Era una salita blanca con un sofá y un mostrador. A McCaleb le recordó la recepción de un motel. Había un calendario en la pared con una foto de la playa de Puerto Vallaría. Un hombre estaba sentado con la cabeza baja, detrás del mostrador, haciendo un crucigrama, y detrás de él había una puerta cerrada que probablemente conducía a un despacho. McCaleb sonrió y empezó a rodear con determinación el mostrador antes incluso de que el hombre levantara la vista.

– ¿Rudy? Vamos, Rudy, sal de ahí.

El hombre levantó la cabeza cuando McCaleb pasó a su lado y abrió la puerta. Entró en un despacho cuyo tamaño era más del doble que el de la sala de espera.

– ¿Rudy?

El hombre del mostrador entró justo detrás.

– Eh, hombre, ¿qué está haciendo?

McCaleb se volvió, examinando la estancia.

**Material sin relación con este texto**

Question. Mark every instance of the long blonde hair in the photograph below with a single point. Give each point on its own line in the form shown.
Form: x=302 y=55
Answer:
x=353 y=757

– Estoy buscando a Rudy. ¿Dónde está?

– No está aquí, y ahora si hace…

– Me dijo que estaría aquí, que no tenía que ir al juicio hasta más tarde.

Examinando el despacho, McCaleb vio que la pared del fondo estaba cubierta de fotos enmarcadas. Dio un paso más hacia allí. La mayoría eran fotos de Tafero con famosos por los que había depositado una fianza, o para los que había trabajado como consultor de seguridad. Algunas de las fotos eran claramente de los días en que trabajaba de policía, al otro lado de la calle.

– Perdone, ¿quién es usted?

McCaleb miró al hombre como si lo acabara de insultar. Podía ser el hermano menor de Tafero. El mismo pelo y ojos negros, con aspecto de duro atractivo.